In the U.S., senators and others have become concerned that Megrahi may have been freed to help U.K. firms win lucrative oil contracts in Libya. Oil giant BP, which has rights to explore for oil off the Libyan coast, has admitted it lobbied the British government about a prisoner transfer deal between Libya and the U.K.

A bomb planted on Pan Am flight 103 blew up over Lockerbie, Scotland, in 1988, killing 270 people, including 11 people on the ground.

Meanwhile, the Sunday Telegraph newspaper also reported that the prison doctor involved in the case had no specialist cancer knowledge.

It said Dr Peter Kay, who had only been identified by the Scottish government as an unnamed "primary care physician," had provided a report which informed the decision to release Megrahi.

Patient confidentiality
Dr Kay initially denied he had been the doctor at the prison in Greenock, where Megrahi was serving a life sentence.
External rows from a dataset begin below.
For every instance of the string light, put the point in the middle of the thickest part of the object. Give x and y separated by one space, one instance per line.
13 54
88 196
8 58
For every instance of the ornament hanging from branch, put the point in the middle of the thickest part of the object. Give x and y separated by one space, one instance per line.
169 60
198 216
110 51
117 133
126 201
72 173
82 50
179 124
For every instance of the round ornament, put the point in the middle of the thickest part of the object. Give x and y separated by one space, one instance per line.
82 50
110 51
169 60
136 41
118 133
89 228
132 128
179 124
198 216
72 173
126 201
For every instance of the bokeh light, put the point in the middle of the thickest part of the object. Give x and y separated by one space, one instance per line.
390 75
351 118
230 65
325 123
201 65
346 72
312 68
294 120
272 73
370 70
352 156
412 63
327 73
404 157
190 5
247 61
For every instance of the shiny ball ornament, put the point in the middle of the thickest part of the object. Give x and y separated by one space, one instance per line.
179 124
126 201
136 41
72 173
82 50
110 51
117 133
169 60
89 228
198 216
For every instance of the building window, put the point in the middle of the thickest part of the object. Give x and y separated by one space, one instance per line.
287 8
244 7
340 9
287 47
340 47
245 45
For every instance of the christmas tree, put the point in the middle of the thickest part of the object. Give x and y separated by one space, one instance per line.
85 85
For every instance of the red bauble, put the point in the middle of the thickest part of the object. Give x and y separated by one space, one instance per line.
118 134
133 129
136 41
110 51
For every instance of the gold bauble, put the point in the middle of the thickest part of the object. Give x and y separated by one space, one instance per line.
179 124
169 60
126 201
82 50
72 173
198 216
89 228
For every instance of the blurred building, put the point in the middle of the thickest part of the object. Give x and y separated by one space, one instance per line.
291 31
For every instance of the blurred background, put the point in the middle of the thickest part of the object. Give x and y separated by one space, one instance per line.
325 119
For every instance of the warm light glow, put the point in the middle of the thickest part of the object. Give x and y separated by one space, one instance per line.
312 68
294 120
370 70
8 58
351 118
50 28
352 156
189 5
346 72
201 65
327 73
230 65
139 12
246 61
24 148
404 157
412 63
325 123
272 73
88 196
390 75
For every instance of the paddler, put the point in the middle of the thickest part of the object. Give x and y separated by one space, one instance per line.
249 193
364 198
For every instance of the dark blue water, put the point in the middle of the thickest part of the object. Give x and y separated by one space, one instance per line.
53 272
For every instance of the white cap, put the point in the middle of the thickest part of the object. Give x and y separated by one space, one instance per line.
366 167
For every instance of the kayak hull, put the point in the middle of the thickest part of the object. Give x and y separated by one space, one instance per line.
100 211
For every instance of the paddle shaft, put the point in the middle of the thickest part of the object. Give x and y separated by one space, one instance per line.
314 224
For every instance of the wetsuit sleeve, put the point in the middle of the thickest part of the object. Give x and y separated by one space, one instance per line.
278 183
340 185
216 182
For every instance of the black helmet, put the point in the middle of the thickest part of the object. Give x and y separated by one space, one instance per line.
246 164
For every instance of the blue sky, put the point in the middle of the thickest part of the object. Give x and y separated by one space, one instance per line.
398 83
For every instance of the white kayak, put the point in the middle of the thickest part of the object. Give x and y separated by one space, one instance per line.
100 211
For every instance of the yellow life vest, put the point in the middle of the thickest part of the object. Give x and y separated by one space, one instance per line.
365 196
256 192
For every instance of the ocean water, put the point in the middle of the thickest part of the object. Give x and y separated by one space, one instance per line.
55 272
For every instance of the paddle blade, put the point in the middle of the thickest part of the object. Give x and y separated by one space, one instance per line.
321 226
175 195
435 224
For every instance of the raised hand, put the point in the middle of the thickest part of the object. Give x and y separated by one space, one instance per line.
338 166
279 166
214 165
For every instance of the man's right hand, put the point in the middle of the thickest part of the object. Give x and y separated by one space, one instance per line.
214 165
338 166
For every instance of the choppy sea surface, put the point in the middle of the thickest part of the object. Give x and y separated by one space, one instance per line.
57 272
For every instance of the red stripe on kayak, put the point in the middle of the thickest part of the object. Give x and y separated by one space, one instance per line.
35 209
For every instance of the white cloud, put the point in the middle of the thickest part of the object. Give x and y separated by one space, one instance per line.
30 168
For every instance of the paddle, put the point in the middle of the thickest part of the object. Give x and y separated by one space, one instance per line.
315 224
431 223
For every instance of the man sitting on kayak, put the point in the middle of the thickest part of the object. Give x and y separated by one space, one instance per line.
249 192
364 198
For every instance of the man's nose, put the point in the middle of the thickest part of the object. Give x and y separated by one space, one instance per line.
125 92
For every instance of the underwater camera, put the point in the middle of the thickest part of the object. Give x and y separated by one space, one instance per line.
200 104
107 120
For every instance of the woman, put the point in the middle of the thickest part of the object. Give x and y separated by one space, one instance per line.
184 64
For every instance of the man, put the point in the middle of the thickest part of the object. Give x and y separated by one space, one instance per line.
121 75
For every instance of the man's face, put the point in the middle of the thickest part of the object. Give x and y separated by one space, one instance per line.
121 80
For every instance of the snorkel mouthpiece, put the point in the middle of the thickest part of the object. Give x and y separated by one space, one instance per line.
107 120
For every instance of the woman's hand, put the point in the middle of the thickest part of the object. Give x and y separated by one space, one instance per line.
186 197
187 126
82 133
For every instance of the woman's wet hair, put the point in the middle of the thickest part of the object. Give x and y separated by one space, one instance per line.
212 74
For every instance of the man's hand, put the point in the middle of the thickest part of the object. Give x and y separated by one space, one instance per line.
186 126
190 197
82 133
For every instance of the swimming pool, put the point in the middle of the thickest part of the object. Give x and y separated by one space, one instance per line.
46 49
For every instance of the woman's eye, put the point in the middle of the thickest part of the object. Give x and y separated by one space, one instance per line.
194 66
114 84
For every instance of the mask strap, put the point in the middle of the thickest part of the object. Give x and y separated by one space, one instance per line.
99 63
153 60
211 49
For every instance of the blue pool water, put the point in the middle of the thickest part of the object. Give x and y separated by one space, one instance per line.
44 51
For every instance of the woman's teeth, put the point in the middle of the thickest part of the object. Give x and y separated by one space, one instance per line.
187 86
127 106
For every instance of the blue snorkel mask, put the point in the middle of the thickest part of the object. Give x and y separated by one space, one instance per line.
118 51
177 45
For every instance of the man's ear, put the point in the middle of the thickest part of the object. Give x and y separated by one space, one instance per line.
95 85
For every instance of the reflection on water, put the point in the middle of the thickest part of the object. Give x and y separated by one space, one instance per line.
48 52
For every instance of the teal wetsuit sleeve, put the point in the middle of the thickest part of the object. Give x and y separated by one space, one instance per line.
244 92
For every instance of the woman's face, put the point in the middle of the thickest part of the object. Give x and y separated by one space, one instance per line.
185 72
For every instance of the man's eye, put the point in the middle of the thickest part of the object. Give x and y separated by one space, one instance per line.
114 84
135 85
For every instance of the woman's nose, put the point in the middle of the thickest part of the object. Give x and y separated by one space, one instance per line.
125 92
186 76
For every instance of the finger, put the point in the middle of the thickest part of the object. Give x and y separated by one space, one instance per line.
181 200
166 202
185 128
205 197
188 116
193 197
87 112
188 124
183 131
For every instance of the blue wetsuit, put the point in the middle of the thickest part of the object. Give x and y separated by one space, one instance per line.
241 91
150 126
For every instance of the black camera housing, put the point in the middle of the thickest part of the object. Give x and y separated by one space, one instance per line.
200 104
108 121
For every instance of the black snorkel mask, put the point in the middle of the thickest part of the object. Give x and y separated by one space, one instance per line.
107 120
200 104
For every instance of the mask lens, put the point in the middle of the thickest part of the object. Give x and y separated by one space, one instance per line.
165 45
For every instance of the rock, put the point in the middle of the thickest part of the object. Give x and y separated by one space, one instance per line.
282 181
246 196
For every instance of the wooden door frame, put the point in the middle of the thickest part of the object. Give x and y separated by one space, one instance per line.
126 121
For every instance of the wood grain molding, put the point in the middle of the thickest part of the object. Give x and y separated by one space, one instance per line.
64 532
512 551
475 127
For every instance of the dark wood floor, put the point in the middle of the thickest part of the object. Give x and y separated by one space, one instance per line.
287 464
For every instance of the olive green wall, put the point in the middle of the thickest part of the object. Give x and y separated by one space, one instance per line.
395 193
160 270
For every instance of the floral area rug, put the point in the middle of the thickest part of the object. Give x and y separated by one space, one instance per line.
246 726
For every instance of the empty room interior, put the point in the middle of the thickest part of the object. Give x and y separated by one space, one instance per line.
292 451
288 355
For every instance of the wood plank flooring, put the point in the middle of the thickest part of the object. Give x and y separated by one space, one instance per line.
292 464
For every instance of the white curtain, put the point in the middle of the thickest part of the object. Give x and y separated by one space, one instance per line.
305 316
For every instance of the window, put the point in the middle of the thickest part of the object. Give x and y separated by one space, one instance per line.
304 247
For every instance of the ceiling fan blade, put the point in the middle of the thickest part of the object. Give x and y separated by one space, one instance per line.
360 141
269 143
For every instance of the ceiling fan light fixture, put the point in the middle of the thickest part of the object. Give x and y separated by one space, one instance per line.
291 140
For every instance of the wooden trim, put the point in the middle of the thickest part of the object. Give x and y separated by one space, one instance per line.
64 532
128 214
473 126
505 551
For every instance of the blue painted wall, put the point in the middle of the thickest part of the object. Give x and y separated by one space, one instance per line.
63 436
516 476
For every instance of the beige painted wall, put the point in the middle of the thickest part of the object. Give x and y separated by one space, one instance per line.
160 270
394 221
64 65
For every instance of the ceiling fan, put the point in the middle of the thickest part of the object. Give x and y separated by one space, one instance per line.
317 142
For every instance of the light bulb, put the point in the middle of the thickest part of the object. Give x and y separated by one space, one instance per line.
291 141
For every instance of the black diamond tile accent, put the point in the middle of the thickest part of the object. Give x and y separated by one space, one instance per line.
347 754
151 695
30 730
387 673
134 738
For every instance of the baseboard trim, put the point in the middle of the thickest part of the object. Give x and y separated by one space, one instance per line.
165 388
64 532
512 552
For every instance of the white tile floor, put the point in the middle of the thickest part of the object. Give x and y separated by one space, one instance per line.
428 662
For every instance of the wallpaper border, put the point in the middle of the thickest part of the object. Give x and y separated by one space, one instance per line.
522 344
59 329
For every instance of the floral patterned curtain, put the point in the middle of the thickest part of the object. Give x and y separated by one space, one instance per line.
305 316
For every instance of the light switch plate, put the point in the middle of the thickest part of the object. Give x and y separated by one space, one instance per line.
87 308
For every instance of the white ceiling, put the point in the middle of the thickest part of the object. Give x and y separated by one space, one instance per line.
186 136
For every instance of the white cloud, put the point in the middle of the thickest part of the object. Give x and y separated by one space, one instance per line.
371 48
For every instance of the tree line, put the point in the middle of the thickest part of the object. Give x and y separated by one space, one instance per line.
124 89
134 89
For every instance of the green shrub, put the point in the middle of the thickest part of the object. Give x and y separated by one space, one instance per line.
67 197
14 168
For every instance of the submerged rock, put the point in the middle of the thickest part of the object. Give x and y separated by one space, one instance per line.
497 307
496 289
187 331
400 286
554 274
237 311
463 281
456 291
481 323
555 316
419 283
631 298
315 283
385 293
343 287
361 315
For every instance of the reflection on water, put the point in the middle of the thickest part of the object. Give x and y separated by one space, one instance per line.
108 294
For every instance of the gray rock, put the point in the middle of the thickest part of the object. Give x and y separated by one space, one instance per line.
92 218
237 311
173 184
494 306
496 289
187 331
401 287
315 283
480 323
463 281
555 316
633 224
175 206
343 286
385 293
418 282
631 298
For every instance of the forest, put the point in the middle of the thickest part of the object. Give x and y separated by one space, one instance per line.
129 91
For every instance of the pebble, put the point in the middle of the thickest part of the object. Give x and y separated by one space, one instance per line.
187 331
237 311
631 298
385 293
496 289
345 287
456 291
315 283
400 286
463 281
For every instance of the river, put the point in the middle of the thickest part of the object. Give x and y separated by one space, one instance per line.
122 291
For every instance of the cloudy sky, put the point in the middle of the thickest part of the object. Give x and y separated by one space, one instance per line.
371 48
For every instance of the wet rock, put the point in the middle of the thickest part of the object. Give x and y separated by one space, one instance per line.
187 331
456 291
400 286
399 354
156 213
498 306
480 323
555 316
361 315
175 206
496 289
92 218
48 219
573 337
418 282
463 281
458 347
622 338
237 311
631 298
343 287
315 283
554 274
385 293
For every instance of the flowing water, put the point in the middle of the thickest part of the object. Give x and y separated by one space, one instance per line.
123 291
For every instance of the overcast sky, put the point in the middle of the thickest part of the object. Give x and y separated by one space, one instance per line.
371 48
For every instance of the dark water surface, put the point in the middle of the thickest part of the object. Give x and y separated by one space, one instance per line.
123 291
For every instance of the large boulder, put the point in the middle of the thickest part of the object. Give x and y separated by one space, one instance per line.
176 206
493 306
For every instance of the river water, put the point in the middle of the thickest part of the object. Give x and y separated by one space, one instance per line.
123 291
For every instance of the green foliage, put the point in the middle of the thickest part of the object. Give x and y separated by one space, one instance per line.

However, he later told The Sunday Telegraph: "You'll be aware of the hypocratic oath [on patient confidentiality]? I just can't say anything."

Two physicians employed by the Libyan government, Professor Ibrahim Sharif, a Libyan oncologist, and Professor Karol Sikora, an internationally respected cancer expert based in London, both concluded Megrahi was likely to die in three months.

In a statement sent to msnbc.com last month, Sikora said he had concluded there was a "high probability" of this happening.

But he said the Scottish authorities had used their own medical advice, saying that his report had been received too late to be considered.

"Arriving at an exact prognosis in prostate cancer is impossible as there are always some surprisingly long term survivors however bad the situation," Sikora said. "It is always difficult to convey the statistical chance of a specific medical event happening. There are an enormous number of variables involved."

"Death is ultimately caused by cancer causing the failure of a specific organ such as kidney, liver, lung or through a terminal infection," he said. "These are unpredictable events. This was made clear in my report."